A former chief financial officer from Washington has been convicted on multiple federal charges after secretly diverting $35 million in company funds into his own crypto venture—an illicit gamble that collapsed almost overnight during the market turmoil of 2022. Nevin Shetty, 41, was found guilty on four counts of wire fraud after a Seattle jury deliberated for 10 hours, concluding that he knowingly misused company assets and concealed the scheme while attempting to profit from high-risk decentralised finance platforms.
Prosecutors said Shetty quietly transferred the money while still serving as CFO of a private software company. Ironically, he had authored the firm’s conservative investment policy, which explicitly required corporate funds to remain in low-risk, FDIC-insured accounts. Despite that, he began moving the company’s money into his own crypto startup, HighTower Treasury, just weeks after learning he would be dismissed for poor performance. According to trial evidence, he then deployed the funds across a range of high-yield DeFi lending protocols, aiming to generate outsized returns before his departure.
For a brief moment, his plan appeared to work. In the early weeks of April 2022, Shetty and a business partner pocketed more than $133,000 in profits as the protocols delivered the high returns they promised. But the brief success was no match for the broader instability building in the crypto market. In early May, the collapse of Terra’s algorithmic stablecoin triggered a chain reaction that erased some $60 billion in value and sent shockwaves across the digital-asset ecosystem. Within days, the company funds that Shetty had staked plummeted from $35 million to effectively nothing.
By mid-May, the money was gone. Prosecutors said that on May 13, 2022, the investment had sunk to nearly zero, leaving the company facing catastrophic losses. After realising the funds had evaporated, Shetty eventually confessed to two colleagues, prompting his immediate termination and later federal charges. Investigators argued that his attempt to hide the transfers, paired with the deliberate breach of company policy, made the fraud unmistakable.

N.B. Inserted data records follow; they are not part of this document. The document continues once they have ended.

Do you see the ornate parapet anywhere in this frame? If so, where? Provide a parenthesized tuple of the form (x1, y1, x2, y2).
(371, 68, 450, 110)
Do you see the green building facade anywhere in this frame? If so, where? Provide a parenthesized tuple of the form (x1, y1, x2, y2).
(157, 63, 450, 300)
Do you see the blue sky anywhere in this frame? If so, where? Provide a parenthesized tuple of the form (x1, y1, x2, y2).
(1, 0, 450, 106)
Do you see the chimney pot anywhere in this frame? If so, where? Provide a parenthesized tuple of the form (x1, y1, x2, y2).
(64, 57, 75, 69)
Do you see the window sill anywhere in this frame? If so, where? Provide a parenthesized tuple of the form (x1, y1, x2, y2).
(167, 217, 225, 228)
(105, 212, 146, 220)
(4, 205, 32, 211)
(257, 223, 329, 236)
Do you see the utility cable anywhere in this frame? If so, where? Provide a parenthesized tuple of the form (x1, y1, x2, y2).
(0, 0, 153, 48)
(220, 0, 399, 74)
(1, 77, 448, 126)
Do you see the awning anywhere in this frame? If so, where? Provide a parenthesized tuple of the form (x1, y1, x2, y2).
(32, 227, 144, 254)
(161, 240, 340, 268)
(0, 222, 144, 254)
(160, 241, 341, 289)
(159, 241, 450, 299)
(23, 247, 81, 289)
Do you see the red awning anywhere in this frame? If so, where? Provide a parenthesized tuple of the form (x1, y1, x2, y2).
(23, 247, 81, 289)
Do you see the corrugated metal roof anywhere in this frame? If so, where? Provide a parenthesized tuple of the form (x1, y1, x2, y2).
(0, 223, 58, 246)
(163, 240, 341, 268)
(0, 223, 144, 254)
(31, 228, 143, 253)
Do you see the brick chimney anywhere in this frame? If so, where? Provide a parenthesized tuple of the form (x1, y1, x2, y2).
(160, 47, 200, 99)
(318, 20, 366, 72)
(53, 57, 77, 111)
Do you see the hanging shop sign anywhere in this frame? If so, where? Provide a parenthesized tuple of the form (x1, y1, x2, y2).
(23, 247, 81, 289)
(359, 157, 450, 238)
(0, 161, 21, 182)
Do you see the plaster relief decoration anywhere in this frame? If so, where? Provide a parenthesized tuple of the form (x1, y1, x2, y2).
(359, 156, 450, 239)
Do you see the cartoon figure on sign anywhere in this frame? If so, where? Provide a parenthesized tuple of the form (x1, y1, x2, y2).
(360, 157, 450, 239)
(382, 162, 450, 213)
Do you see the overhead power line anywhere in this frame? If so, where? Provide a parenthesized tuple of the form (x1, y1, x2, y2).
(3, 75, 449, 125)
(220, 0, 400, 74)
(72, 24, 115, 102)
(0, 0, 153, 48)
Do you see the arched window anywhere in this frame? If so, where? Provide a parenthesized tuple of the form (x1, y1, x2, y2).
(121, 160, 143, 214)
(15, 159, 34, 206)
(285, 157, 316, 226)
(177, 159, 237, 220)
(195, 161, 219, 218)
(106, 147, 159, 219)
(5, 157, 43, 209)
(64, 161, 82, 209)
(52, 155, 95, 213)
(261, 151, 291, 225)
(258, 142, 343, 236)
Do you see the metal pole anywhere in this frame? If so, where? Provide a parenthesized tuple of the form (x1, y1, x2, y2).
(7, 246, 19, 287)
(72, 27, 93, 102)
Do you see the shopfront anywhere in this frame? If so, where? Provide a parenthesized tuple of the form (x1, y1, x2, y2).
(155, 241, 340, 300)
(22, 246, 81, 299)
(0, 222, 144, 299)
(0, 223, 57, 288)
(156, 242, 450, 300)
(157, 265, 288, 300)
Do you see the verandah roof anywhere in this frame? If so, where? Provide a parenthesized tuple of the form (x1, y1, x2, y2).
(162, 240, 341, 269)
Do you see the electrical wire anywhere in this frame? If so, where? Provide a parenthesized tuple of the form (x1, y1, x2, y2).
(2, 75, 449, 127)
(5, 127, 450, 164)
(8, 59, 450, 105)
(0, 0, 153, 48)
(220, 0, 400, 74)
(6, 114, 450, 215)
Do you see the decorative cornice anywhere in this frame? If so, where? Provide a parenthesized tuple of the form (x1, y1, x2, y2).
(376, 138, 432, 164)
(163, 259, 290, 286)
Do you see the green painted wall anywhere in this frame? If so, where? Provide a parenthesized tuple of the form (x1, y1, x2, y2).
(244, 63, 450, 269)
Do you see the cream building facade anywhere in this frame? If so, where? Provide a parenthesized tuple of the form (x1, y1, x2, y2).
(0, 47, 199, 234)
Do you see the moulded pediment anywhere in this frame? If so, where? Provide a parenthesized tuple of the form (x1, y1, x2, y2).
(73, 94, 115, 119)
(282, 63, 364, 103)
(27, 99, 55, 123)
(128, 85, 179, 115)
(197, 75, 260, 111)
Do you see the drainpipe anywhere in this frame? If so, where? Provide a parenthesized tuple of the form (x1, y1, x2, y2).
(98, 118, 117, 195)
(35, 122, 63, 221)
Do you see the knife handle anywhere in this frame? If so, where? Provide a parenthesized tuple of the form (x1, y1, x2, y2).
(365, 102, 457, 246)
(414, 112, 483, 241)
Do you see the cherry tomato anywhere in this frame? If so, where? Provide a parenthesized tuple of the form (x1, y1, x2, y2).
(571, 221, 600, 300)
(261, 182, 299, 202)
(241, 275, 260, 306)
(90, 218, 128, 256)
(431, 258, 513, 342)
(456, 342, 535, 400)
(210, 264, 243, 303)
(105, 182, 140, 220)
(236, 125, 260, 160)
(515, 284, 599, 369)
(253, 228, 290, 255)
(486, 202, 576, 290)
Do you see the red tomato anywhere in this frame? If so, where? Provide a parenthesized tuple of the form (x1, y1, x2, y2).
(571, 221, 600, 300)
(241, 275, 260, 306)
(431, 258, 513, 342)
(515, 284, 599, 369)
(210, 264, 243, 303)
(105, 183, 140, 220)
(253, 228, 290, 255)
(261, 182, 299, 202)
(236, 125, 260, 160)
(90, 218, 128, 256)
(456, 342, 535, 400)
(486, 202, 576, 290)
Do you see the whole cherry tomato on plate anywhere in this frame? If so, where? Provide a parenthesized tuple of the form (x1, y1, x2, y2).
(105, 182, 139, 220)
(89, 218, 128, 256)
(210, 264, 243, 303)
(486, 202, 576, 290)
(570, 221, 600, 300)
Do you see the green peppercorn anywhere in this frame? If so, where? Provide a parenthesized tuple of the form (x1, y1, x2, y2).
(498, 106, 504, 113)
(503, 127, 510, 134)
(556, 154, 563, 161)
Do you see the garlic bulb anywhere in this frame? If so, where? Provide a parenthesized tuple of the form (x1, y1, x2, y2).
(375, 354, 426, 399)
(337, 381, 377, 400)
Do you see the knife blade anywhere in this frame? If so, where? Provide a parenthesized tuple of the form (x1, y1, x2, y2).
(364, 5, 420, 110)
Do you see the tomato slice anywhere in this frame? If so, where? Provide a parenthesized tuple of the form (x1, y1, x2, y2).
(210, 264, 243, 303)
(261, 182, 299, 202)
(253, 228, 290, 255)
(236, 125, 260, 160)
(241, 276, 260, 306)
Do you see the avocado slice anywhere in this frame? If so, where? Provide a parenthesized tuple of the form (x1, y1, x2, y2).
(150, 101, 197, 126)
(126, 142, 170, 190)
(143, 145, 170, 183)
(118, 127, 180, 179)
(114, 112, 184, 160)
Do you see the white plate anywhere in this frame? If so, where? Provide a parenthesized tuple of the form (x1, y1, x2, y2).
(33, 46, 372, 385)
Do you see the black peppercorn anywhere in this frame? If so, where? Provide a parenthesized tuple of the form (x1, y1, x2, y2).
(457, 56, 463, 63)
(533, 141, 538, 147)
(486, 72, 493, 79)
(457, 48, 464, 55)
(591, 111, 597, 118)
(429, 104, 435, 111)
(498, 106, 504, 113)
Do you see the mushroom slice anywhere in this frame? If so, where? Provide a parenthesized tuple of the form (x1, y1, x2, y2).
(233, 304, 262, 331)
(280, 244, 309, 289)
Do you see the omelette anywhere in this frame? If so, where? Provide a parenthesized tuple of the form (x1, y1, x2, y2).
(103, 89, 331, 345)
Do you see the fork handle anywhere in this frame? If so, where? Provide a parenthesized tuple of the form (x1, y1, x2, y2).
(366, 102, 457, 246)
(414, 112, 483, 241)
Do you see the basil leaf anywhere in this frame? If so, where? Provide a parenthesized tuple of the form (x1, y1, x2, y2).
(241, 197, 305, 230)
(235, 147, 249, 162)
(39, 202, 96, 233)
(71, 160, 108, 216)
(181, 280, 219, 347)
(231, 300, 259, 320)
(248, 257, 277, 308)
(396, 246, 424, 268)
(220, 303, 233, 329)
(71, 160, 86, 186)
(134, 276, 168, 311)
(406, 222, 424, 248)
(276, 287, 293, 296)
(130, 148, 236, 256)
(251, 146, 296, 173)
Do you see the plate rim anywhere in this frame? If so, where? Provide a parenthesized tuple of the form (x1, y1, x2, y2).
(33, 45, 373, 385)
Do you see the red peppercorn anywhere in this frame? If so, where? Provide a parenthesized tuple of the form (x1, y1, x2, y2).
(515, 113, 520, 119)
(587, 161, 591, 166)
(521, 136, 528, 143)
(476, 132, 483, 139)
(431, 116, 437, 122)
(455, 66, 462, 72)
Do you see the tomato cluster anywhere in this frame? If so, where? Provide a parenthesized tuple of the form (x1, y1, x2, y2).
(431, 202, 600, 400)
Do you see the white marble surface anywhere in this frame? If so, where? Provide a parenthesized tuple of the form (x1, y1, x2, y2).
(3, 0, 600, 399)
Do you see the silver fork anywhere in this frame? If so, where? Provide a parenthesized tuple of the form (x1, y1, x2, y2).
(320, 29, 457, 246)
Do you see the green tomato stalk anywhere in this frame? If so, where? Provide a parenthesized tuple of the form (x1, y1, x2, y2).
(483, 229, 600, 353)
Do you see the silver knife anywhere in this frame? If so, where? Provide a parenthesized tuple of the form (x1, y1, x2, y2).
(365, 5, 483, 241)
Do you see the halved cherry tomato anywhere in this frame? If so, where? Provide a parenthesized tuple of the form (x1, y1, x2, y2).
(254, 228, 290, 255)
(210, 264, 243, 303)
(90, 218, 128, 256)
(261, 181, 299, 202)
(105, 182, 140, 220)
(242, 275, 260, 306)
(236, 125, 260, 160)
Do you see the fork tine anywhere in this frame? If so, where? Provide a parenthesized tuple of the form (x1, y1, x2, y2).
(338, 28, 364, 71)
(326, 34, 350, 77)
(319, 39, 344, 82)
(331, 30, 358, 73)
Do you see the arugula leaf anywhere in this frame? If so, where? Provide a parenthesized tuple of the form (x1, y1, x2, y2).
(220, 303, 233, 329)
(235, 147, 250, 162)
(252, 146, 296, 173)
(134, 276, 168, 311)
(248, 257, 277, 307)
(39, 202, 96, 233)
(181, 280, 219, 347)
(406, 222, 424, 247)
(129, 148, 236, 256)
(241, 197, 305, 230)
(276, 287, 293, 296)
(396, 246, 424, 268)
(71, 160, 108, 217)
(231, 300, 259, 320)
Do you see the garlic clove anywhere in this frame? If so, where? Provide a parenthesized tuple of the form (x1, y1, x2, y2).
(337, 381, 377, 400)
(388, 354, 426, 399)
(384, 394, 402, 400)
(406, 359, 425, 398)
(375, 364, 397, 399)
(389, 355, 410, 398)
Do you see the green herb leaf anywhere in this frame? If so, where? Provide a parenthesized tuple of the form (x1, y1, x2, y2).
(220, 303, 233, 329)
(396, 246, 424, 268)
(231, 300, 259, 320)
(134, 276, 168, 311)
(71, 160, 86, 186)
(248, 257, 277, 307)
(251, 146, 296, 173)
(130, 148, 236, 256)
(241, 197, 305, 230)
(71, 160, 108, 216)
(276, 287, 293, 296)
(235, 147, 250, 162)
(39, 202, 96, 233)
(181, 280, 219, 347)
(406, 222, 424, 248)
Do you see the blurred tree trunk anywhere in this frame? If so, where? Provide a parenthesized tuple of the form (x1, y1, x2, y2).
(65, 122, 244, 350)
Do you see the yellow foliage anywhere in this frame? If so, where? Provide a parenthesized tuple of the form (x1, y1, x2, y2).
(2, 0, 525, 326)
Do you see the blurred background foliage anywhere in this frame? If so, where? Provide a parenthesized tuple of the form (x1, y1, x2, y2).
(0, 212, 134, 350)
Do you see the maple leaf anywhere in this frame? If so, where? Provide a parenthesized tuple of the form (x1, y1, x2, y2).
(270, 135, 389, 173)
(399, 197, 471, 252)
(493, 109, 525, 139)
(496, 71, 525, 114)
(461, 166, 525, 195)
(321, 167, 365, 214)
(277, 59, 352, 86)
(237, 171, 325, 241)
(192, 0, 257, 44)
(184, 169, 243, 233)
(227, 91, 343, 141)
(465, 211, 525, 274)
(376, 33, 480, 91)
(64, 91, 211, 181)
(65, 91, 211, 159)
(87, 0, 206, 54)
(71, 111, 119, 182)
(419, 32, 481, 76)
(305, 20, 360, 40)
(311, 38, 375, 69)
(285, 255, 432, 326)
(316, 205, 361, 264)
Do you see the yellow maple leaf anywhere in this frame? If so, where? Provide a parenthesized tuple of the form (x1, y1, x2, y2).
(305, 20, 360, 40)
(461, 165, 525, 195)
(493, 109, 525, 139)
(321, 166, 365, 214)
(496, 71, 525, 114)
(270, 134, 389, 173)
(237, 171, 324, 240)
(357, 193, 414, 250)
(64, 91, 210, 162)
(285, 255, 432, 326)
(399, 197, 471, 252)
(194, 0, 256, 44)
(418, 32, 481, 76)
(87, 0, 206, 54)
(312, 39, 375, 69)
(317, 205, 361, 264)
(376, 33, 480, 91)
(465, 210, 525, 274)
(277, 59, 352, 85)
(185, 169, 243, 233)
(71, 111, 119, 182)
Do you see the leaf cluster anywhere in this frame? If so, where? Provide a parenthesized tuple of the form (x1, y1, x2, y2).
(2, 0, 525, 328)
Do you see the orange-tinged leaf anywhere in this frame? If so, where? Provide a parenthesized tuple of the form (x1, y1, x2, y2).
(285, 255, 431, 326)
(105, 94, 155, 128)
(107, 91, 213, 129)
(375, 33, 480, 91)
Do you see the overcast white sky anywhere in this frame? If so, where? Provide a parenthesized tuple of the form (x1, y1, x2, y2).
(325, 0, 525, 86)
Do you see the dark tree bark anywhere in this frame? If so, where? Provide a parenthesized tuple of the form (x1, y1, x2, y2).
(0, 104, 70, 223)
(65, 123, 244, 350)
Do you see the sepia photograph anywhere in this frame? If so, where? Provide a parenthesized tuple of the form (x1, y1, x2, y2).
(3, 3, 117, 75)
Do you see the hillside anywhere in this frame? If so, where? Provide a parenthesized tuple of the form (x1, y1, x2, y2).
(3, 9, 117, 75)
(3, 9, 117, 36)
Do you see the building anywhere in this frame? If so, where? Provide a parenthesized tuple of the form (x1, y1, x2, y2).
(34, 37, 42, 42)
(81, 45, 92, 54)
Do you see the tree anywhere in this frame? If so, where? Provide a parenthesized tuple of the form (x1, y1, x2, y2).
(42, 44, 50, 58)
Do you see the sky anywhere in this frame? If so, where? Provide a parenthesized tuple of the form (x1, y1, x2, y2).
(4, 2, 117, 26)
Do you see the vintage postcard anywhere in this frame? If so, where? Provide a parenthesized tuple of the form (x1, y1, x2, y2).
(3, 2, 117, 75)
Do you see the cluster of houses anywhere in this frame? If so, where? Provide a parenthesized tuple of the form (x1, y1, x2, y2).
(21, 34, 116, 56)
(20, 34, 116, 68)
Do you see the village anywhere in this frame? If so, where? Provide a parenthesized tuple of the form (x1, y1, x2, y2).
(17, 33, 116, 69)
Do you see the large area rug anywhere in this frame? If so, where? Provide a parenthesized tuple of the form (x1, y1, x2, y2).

The conviction adds to a growing list of criminal cases linked to the speculative frenzy of the last major crypto cycle, highlighting how quickly high-risk strategies can unravel when markets turn volatile. Shetty now faces a potential prison sentence of up to 20 years, with formal sentencing scheduled for February. The case underscores the expanding focus of federal authorities on misconduct involving digital assets, particularly when corporate funds and investor capital are involved.